A potentially devastating supply chain cyberattack targeting AI leader HuggingFace was recently averted, according to a recent VentureBeat report. However, the incident highlights lingering vulnerabilities in the rapidly growing field of generative AI.
During a security audit of GitHub and HuggingFace repositories, Lasso Security researchers discovered over 1,600 compromised API tokens that could have enabled threat actors to mount an attack. With full access, attackers could have manipulated popular AI models used by millions of downstream applications.
“The gravity of the situation cannot be overstated,” said Lasso’s research team. “With control over an organization boasting millions of downloads, we now possess the capability to manipulate existing models, potentially turning them into malicious entities.”
Hugging Face is a leading provider of pre-trained models and datasets.
As a leading provider of pre-trained models and datasets for natural language processing, computer vision, and other AI tasks, HuggingFace has become a high-value target. The company’s open-source Transformers library hosts over 500,000 models relied on by over 50,000 organizations. Attackers are keenly aware that poisoning HuggingFace’s data and models could have an outsized impact across industries implementing AI.
Lasso’s audit focused on API tokens, which serve as keys allowing access to proprietary models and sensitive data. By scanning public code repositories, researchers identified hundreds of exposed tokens, many granting write access or full admin privileges over private assets. With control of these tokens, attackers could have exfiltrated or corrupted AI models and supporting data.

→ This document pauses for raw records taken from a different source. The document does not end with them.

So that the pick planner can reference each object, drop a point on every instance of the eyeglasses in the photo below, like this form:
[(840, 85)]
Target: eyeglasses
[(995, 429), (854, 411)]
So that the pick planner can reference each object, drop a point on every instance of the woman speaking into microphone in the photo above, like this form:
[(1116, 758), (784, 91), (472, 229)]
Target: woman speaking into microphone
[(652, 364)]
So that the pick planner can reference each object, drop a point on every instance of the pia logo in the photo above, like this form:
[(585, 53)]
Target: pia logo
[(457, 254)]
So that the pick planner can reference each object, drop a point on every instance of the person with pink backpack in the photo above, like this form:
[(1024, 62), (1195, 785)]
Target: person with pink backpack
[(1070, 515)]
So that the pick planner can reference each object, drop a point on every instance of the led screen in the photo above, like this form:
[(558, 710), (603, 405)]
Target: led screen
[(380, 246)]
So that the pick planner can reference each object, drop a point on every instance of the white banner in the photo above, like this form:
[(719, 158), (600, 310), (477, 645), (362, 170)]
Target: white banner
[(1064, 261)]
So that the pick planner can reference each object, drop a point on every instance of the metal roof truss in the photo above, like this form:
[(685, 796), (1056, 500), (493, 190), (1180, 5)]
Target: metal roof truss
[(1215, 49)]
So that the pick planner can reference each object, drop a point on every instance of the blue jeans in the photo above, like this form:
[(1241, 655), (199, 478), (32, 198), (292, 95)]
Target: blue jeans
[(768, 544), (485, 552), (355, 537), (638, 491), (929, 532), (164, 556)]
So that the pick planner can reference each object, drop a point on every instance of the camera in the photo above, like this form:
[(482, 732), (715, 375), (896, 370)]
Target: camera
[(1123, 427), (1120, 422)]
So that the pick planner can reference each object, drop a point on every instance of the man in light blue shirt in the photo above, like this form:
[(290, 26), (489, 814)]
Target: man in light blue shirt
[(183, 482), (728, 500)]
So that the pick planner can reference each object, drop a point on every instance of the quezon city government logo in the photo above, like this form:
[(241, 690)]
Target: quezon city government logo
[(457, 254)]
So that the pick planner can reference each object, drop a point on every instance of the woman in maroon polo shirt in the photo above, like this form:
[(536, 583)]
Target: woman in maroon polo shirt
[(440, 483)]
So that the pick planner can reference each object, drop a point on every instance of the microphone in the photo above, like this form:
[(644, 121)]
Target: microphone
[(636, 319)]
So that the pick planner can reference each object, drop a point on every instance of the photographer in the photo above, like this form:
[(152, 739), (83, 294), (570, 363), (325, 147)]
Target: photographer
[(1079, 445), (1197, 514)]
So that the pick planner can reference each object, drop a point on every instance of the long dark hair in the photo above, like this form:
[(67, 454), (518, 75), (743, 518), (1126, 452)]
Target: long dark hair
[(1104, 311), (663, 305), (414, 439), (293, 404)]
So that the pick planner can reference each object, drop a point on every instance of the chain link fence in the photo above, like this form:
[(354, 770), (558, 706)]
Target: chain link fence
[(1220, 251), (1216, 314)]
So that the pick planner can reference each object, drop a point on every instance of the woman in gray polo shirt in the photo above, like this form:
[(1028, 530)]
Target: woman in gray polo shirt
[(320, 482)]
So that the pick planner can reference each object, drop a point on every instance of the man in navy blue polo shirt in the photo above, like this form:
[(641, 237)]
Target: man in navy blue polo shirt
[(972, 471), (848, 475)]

The findings highlight three emerging risk areas identified by OWASP’s new Top 10 list for AI security: supply chain attacks, data poisoning, and model theft. As AI permeates business and government functions, securing the full supply chain—from data to models to applications—is paramount.
Lasso recommends companies like HuggingFace implement automatic scanning for exposed API tokens, enforce access controls, and encourage developers to avoid hardcoded tokens in public repositories. Individual tokens should also be treated as identities and secured via multifactor authentication and zero-trust principles.
Need for continual monitoring to validate security measures.
For all adopters of generative AI, the incident reinforces the need to validate security postures across potential attack surfaces continually. Attackers are incentivized to compromise the AI supply chain and added vigilance alone won’t thwart determined efforts. Maintaining robust authentication and implementing least privilege controls—down to the API token level—is essential.